Tales credenciales del Papa Peregrino despertaban expectativas entre muchos cubanos, todavía golpeados por la más profunda crisis económica de su historia, y esperanzados también en la posibilidad de una eventual transición derivada de alguna “flexibilización” del rígido centralismo de la economía y la política en la Isla. Asumían razonablemente que después de tantas carencias y malvivir solo cabía mejorar. Por otra parte, era excepcional que un Papa nos prestigiara con su presencia.
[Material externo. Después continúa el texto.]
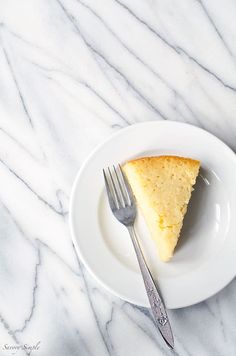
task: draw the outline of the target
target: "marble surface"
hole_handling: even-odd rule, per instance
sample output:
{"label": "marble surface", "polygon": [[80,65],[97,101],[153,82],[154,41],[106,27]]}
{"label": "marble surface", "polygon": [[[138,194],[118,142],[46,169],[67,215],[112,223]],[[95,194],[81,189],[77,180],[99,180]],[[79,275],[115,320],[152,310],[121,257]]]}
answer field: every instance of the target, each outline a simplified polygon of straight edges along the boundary
{"label": "marble surface", "polygon": [[171,352],[148,309],[90,277],[68,229],[77,170],[122,127],[189,122],[236,150],[235,13],[233,0],[0,2],[0,355],[38,342],[31,355],[236,355],[235,281],[170,311]]}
La vanidad nacional alcanzó cotas inéditas, y los más optimistas del momento esperaban que, además, el prestigio de Józef Wojtyła influyera positivamente en una voluntad aperturista del gobierno cubano.
Para mayor ilusión, el discurso de Juan Pablo II ante una plaza colmada por una mezcla de fieles y diletantes de ocasión, y frente a la gigantesca imagen del Che Guevara, hizo una abierta referencia a la necesidad de romper el aislamiento que sufrían los cubanos como consecuencia del sistema político: “ábrase Cuba al mundo”, dijo en su inspirada homilía ante la muchedumbre delirante que lo escuchaba extasiada y llena de esperanzas, como si el solo hecho de que el Sumo Pontífice lo sugiriera se fuera a producir, por ósmosis, el milagro de la libertad y la democracia para Cuba.
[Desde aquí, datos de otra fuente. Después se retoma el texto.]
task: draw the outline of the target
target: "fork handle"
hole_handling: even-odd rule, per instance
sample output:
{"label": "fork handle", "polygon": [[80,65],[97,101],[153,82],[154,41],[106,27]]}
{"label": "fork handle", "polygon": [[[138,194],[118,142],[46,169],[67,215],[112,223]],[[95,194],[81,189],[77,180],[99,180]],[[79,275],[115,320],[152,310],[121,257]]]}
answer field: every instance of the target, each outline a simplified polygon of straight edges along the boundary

La multitud, sin embargo, tenía sus motivos para creer en milagros. A fin de cuentas el propio gobierno que apenas una década antes de la llegada del Papa se autoproclamaba comunista y ateo, y que había hostigado durante 30 años a los creyentes de cualquier denominación religiosa, marginándolos y excluyéndolos en lo que fue una verdadera cruzada al revés –contra los fieles a Dios–, había obrado el sortilegio de transitar del más acendrado odio hacia todo lo que representara religiosidad, a legalizar todos los credos, e incluso a bendecir la entrada de religiosos a las filas del Partido Comunista. Y lo había logrado sin gradaciones, sin levantar suspicacias y, lo más relevante, sin que nadie le exigiera cuentas, dado que una de las más inefables virtudes autóctonas consiste en confundir la justicia con la amnesia.
Indudablemente, colocar a Dios y a Marx en un mismo altar fue un aporte espiritual de la revolución que no ha sido debidamente reconocido. Surgió así un nuevo espécimen en la fauna socialista: el comunista-místico; y súbitamente ser creyente se convirtió casi en un adorno de moda. Crucifijos cristianos y collares de santería de herencia africana proliferaron alegremente entre nosotros, muchas veces mezclados entre sí, con tanta naturalidad como si jamás hubiesen sido proscritos, como si no hubiesen sido fusilados decenas de jóvenes cristianos en la Fortaleza de la Cabaña, no hubiesen existido las Unidades Militares de Apoyo a la Producción (UMAP) o no hubiese sido profundamente lastimada la espiritualidad religiosa que había sido siempre parte esencial de la cultura nacional.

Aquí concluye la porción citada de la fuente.